In 2006, the McBain Consulting Ratio™ which I define as the percentage of INSEAD MBA grads who chose consulting and accepted offers from McKinsey, Bain, or BCG was an impressive 51% (157/308). This number must be further controlled for Company Sponsored Students who return to their previous employer. For example, last year McKinsey & Co. hired 75 INSEAD MBA grads, but 27 of those coveted slots went to returning consultants who had previously worked for the firm. So the Adjusted McBain Consulting Ratio™ is 41% (105/256), which is still a fantastic yield. This means that any INSEAD student with no previous connection to a McBain Consulting Firm, who focuses exclusively on consulting, has a 41% chance of landing a position at one of these firms. The rest of the class who choose consulting do of course end up at other excellent name brand consulting firms including L.E.K., Roland Berger, Diamond, Accenture, and Booz Allen.

In 2006, the Bulge Bracket Ratio™ which I define as the percentage of INSEAD MBA grads who chose I-Banking and received offers from Citigroup, Merrill Lynch, Deutsche Bank, Morgan Stanley, Credit Suisse, HSBC, Lehman Brothers, or UBS was 23% (58/255). The actual number is higher, because INSEAD did not report the precise number of students going to some Bulge banks such as Goldman Sachs, but when adjusted for returning students, the Adjusted Bulge Bracket Ratio™ is 20% (50/247).

The aptly-named Combined Adjusted Bulging McBain Ratio™ (aka Job of Your Dreams Ratio) which combines the consulting and banking ratios while controlling for returning employees is 31% (155/503).

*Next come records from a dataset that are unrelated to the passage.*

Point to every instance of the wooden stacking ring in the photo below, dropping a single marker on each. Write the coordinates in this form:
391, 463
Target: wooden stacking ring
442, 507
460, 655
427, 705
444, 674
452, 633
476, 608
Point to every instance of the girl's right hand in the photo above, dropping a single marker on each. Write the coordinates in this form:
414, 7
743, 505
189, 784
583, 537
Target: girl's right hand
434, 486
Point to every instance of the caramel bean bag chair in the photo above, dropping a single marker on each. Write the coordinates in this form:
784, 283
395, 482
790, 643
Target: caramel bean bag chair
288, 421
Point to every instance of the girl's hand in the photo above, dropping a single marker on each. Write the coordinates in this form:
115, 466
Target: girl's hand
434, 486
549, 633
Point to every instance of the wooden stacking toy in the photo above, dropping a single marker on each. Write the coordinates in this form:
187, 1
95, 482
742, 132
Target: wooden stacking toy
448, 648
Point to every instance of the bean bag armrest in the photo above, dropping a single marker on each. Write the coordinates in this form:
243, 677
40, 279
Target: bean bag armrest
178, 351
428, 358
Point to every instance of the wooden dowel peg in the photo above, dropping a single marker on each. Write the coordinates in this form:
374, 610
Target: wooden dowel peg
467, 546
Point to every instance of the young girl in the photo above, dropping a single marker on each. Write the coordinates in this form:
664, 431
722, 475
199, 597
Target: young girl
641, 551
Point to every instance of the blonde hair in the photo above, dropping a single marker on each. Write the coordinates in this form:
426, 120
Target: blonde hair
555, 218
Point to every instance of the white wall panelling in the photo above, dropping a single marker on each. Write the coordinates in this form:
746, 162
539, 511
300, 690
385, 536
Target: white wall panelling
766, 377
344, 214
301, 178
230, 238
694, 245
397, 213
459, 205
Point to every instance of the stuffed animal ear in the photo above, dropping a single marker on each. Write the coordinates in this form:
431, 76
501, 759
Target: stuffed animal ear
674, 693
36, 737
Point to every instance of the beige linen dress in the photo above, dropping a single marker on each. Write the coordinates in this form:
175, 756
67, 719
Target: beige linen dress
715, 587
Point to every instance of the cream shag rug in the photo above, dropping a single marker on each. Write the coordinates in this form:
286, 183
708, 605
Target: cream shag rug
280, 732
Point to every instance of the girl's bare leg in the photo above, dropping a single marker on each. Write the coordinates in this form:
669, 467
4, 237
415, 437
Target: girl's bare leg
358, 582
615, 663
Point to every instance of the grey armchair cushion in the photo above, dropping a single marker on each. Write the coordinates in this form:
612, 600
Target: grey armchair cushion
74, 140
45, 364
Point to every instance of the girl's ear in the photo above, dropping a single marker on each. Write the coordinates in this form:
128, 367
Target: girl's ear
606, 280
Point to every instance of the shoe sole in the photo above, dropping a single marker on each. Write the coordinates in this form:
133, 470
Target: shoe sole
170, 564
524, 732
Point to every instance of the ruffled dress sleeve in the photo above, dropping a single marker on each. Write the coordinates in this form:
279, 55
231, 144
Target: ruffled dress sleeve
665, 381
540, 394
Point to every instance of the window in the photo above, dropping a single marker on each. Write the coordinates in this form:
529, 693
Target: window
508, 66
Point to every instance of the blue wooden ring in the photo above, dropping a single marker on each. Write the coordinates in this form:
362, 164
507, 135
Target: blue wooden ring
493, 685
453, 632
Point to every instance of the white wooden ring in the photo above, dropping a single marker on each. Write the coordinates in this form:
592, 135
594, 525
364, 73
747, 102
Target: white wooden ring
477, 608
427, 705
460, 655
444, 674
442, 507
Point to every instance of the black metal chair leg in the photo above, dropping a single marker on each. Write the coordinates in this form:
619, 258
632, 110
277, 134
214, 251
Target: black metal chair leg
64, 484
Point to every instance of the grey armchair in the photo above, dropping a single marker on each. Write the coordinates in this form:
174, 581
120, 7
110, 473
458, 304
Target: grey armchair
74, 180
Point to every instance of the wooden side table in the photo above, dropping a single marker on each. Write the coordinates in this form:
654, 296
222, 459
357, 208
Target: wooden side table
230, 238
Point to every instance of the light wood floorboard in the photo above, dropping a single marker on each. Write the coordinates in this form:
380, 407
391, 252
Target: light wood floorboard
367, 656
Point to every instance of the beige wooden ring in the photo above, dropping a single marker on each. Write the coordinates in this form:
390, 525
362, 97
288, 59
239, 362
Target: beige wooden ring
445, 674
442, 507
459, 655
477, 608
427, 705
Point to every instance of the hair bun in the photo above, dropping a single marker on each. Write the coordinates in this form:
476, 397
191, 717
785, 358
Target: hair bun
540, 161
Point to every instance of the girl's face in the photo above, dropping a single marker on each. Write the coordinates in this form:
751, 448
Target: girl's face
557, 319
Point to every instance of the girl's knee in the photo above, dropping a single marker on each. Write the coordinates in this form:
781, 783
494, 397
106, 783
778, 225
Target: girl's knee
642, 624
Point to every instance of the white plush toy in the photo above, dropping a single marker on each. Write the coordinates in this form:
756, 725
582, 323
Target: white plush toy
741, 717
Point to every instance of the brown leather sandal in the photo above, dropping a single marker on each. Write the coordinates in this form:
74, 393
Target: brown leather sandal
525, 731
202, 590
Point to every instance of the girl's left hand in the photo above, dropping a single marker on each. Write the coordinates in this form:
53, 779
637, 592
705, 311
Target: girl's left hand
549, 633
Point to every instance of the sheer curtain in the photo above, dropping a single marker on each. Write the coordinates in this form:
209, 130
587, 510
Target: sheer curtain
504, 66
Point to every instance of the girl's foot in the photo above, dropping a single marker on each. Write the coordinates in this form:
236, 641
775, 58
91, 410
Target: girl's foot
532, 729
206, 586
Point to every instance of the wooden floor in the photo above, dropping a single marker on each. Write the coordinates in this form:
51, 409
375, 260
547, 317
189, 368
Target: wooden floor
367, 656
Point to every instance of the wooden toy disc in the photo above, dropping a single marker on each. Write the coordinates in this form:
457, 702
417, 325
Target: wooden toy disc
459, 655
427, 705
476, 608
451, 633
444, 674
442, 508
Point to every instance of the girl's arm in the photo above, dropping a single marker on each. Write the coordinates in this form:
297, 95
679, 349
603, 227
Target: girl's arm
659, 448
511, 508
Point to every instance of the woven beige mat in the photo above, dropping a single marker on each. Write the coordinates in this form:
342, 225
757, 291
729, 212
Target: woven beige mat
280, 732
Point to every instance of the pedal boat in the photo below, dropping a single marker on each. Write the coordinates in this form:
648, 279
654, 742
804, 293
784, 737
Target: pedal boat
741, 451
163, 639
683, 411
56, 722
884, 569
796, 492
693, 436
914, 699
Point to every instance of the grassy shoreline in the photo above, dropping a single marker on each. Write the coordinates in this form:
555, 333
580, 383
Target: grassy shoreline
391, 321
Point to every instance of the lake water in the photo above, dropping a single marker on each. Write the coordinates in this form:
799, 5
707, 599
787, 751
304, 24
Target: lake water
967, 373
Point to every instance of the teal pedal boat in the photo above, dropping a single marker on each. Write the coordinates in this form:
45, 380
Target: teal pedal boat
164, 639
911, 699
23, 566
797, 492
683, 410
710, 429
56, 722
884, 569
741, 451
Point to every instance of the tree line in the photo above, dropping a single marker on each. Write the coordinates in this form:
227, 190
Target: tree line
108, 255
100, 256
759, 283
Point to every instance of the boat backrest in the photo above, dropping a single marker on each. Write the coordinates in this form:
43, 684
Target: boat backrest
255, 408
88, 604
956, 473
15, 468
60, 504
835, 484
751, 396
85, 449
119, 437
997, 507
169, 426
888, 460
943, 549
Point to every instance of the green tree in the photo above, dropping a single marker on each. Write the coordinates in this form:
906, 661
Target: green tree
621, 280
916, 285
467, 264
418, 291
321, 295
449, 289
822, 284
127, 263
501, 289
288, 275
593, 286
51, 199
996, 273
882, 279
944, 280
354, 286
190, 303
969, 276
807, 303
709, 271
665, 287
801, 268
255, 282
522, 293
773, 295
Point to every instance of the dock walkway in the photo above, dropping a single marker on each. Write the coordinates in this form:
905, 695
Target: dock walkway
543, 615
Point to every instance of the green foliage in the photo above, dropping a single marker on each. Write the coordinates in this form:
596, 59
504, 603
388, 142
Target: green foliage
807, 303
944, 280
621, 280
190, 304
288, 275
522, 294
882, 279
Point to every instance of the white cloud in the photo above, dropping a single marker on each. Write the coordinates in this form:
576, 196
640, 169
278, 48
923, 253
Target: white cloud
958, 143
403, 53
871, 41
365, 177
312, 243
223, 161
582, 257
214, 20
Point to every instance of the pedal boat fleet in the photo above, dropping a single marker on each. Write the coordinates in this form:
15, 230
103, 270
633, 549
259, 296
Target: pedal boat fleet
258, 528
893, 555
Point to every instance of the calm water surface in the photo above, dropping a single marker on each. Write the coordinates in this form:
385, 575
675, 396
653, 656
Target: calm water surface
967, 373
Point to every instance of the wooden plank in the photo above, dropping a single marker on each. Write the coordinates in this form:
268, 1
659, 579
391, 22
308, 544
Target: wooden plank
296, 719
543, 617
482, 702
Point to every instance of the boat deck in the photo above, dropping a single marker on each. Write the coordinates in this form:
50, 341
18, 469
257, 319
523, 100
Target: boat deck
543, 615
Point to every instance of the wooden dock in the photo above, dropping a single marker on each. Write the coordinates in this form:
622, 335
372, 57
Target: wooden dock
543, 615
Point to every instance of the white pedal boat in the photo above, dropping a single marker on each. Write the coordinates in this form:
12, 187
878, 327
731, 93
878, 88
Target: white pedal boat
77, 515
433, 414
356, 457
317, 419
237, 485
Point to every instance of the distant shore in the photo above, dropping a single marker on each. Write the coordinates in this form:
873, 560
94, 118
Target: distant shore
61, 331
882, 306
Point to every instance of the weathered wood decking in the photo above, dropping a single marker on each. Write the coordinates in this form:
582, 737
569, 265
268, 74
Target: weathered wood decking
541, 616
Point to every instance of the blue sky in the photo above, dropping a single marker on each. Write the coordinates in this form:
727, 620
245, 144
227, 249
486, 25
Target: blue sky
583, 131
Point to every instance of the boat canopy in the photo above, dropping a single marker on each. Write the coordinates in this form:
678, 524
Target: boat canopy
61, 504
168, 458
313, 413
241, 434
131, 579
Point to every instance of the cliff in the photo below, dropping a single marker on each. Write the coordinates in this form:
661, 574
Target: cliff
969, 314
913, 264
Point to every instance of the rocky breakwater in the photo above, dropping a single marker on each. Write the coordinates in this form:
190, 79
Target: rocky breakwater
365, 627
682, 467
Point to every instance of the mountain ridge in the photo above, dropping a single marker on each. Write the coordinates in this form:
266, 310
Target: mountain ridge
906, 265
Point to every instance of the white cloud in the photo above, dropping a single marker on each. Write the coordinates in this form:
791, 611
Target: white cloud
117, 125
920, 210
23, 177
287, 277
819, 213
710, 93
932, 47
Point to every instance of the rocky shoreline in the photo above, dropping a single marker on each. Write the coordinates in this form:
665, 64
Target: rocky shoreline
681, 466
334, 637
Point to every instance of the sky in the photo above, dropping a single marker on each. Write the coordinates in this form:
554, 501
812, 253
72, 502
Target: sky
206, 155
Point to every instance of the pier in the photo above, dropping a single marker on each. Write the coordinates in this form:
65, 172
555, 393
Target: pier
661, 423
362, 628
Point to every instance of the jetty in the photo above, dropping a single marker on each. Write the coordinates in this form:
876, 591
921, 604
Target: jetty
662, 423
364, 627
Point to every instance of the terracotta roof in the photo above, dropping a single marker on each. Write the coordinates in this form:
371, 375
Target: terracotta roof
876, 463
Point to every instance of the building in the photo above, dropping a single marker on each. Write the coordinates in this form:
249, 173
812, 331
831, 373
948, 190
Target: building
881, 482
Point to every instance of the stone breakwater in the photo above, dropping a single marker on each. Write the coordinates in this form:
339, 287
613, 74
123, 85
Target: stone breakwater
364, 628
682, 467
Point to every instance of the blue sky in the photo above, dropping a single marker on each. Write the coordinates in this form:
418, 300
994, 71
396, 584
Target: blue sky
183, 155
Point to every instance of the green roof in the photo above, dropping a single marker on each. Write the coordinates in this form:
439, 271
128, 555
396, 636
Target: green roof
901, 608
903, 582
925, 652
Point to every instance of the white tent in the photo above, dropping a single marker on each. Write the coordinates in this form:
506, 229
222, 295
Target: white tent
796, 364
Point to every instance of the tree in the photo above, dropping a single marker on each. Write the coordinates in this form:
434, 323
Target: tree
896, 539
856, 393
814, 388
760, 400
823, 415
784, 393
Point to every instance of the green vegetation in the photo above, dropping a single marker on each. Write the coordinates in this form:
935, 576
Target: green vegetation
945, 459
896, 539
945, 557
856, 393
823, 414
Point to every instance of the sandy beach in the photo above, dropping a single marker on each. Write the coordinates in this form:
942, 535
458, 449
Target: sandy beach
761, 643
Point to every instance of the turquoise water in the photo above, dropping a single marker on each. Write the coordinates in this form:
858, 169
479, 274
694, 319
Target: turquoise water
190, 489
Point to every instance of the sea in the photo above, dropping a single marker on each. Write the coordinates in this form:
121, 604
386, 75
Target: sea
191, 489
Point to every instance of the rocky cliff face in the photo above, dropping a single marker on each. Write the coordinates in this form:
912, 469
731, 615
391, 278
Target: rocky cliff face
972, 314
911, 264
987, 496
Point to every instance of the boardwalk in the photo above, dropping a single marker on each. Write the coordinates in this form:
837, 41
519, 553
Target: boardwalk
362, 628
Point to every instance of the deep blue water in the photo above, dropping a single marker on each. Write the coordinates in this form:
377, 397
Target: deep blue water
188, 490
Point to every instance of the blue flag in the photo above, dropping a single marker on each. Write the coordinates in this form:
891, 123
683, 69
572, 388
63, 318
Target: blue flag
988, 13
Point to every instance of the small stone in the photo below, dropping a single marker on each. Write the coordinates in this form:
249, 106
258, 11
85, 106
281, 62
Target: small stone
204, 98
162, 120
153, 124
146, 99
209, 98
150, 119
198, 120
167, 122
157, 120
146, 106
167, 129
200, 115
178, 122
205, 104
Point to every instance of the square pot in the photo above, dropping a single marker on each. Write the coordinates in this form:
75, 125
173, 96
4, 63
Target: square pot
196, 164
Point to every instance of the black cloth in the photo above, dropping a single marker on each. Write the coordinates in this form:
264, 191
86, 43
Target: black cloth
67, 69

This means that attending INSEAD affords you an almost 1 in 3 chance of landing the job of dreams, assuming that you want to work for a Bulging McBain company. But who knows… the job of your dreams might be in another industry such as technology, pharmaceuticals, or energy.

Most noticeably absent from the official INSEAD Careers Report (well other than the absence of the Combined Adjusted Bulging McBain Ratio™) is a qualitative self-assessment of career success measured against each student’s own expectations. I would like to see satisfaction statistics on student opinions of whether they found the functional job they wanted, in their targeted industry, and with their employer of choice. Such data is generally not collected by business schools, but I think the results might reveal as much, if not more, than the numbers disclosed in the Careers Report.